Defense appropriators decided to fund $369 million for parts to build 12 more Lockheed Martin radar-evading jets after 2010. The amount is the same as is included in the 2010 defense authorization bill the House has already passed.
Defense appropriators also funded three Boeing C-17 transport aircraft at $674 million. The administration did not request any funds for the program, which enjoys wide congressional support.
Murtha included language to allow Gates to choose two contractors for the new midair refueling tanker program and encourage the Pentagon to buy more than one aircraft a month. Boeing and a team of Northrop Grumman-EADS North America have been going head to head for the $35 billion contract for a couple years now.
Following through on his concern that the Navy is facing a significant fighter jet shortfall, Murtha appropriated $1.7 billion to buy 18 Boeing F/A-18 E/F Super Hornets — nine more airplanes than the Pentagon requested. Defense appropriators also included $108 million to facilitate a new multiyear procurement of the Super Hornets. Appropriators also funded 22 EA-18 G Growler electronic attack planes.

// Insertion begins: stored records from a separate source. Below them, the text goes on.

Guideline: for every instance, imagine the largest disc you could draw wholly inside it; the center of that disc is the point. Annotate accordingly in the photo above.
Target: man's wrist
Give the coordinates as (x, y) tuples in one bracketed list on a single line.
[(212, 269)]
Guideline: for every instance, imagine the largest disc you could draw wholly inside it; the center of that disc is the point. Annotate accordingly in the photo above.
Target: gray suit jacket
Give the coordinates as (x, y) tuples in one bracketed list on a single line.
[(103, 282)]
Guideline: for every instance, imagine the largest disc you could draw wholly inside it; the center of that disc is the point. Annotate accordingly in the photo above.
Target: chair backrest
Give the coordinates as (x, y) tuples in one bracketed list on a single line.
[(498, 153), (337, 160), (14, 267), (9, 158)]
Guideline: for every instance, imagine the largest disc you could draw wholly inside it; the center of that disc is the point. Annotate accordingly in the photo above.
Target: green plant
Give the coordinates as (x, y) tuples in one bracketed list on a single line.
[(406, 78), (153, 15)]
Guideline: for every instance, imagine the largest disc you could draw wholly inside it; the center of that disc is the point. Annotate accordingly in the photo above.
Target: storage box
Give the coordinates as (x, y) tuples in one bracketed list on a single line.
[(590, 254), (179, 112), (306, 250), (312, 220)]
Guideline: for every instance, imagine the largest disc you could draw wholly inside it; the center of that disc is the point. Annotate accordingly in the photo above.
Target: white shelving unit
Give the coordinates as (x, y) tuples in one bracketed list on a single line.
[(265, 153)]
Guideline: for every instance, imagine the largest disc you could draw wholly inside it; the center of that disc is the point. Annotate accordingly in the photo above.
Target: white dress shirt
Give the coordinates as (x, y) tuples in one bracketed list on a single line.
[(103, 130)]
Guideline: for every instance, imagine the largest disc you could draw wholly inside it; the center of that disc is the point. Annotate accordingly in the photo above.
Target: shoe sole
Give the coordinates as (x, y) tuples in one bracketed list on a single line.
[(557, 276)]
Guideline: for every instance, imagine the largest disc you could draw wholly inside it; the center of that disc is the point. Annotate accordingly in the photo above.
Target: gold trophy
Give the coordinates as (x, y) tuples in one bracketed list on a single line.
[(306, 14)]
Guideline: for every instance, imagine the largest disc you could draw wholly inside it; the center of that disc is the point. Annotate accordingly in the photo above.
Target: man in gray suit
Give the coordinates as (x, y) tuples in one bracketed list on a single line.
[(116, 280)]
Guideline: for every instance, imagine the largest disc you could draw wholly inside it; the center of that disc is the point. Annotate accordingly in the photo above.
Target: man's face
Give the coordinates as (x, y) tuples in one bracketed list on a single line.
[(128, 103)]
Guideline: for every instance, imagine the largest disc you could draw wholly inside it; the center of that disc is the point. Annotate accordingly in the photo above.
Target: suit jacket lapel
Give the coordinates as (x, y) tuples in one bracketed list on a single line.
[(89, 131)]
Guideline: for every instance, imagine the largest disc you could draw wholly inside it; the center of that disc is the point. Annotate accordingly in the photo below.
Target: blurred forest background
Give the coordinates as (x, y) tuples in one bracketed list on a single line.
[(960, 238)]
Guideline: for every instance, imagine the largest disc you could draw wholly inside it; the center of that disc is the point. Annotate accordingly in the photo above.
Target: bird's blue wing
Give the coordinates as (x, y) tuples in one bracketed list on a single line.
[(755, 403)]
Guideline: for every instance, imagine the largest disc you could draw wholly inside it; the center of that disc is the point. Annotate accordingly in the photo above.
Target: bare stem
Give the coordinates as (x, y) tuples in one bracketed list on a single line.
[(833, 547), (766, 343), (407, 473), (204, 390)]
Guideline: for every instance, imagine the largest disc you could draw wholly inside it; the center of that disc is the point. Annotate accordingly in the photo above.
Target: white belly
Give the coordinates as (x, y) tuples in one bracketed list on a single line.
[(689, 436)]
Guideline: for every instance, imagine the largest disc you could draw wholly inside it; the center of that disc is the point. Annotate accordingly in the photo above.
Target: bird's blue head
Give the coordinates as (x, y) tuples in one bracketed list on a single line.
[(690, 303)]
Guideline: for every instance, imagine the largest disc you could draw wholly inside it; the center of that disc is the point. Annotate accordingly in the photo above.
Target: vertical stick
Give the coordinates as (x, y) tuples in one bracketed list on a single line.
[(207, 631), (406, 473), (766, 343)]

“They are having a hell of a time” coming up with a plan on the future of the military detainees, Murtha said at a briefing with reporters Thursday. But if the administration comes up with a convincing plan, Congress would give the Pentagon the authority to reprogram existing funds within the defense budget to fund the closure, Murtha said.
Overall, House defense appropriators on Thursday approved a $636.3 billion Pentagon spending bill for 2010 that is $3.8 billion below the Pentagon’s request. The spending bill includes $128.3 billion for the wars in Afghanistan and Iraq. The full Appropriations Committee is slated to take up the bill on Wednesday.